- Ozone hole over Southern Hemisphere in 1957–2001
- Observed by: UN Members
- Date: 16 September
- Next time: 16 September 2026
- Frequency: Annual
- First time: 1994

= International Day for the Preservation of the Ozone Layer =

Commemoration of the Montreal Protocol

International Day for the Preservation of the Ozone Layer (informally and simply called Ozone Day) is celebrated on September 16 designed by the United Nations General Assembly. This designation had been made on December 19, 2000, in commemoration of the date, in 1987, on which nations signed the Montreal Protocol on Substances that Deplete the Ozone Layer. In 1994, the UN General Assembly proclaimed 16 September the International Day for the Preservation of the Ozone Layer, commemorating the date of the signing, in 1987, of the Montreal Protocol on Substances that Deplete the Ozone Layer. The closure of the hole in the ozone layer was observed 30 years after the protocol was signed. Due to the nature of the gases responsible for ozone depletion their chemical effects are expected to continue for between 50 and 100 years.

== Substance regulation and phase-out ==
Under the Montreal Protocol, parties commit to reducing the consumption and production of ozone-depleting substances (ODS). The treaty outlines a schedule for the phase-out of key substances such as CFCs, HCFCs, and halons. The Kigali Amendment to the Montreal Protocol, agreed upon in 2016, included provisions for the phase-down of HFCs, which are potent greenhouse gases but do not deplete the ozone layer.

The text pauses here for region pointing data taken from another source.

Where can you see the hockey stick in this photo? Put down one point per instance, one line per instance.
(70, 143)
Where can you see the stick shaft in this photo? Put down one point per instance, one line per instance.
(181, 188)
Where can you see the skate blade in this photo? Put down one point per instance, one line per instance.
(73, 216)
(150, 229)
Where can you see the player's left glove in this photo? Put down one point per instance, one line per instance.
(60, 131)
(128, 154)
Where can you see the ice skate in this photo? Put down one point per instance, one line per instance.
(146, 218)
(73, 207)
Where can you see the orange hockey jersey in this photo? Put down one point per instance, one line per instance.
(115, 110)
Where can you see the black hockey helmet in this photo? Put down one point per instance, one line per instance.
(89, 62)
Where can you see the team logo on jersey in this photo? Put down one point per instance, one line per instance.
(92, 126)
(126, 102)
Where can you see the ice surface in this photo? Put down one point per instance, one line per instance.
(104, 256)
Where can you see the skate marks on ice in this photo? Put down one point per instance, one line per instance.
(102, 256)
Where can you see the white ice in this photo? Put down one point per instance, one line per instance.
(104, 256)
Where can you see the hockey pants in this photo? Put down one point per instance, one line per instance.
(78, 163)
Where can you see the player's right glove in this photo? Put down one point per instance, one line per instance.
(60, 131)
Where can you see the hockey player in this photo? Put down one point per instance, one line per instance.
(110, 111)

== Global impact and ratification ==
The Montreal Protocol is widely regarded as one of the most successful environmental agreements to date, having achieved universal ratification. Its implementation has led to the recovery of the ozone layer and contributed significantly to mitigating climate change. The Protocol's effectiveness is attributed to its dynamic structure, which allows for periodic updates and revisions based on scientific and technological progress.

== Themes by year ==
The United Nations designates a specific theme each year for the International Day for the Preservation of the Ozone Layer to highlight different facets of ozone protection.

- 2015: 30 Years of Healing the Ozone Together.
- 2016: Ozone and climate: Restored by a world united.
- 2017: Caring for all life under the sun.
- 2018: Keep Cool and Carry On.
- 2019: 32 Years and Healing.
- 2020: Ozone for life: 35 years of ozone layer protection.
- 2021: Montreal Protocol - Keeping us, our food and vaccines cool.
- 2022: Montreal Protocol@35: global cooperation protecting life on earth.
- 2023: Montreal Protocol: fixing the ozone layer and reducing climate change.
- 2024: Montreal Protocol: Advancing Climate Action.
- 2025: From science to global action.
- 2026: Global action for a cooler planet.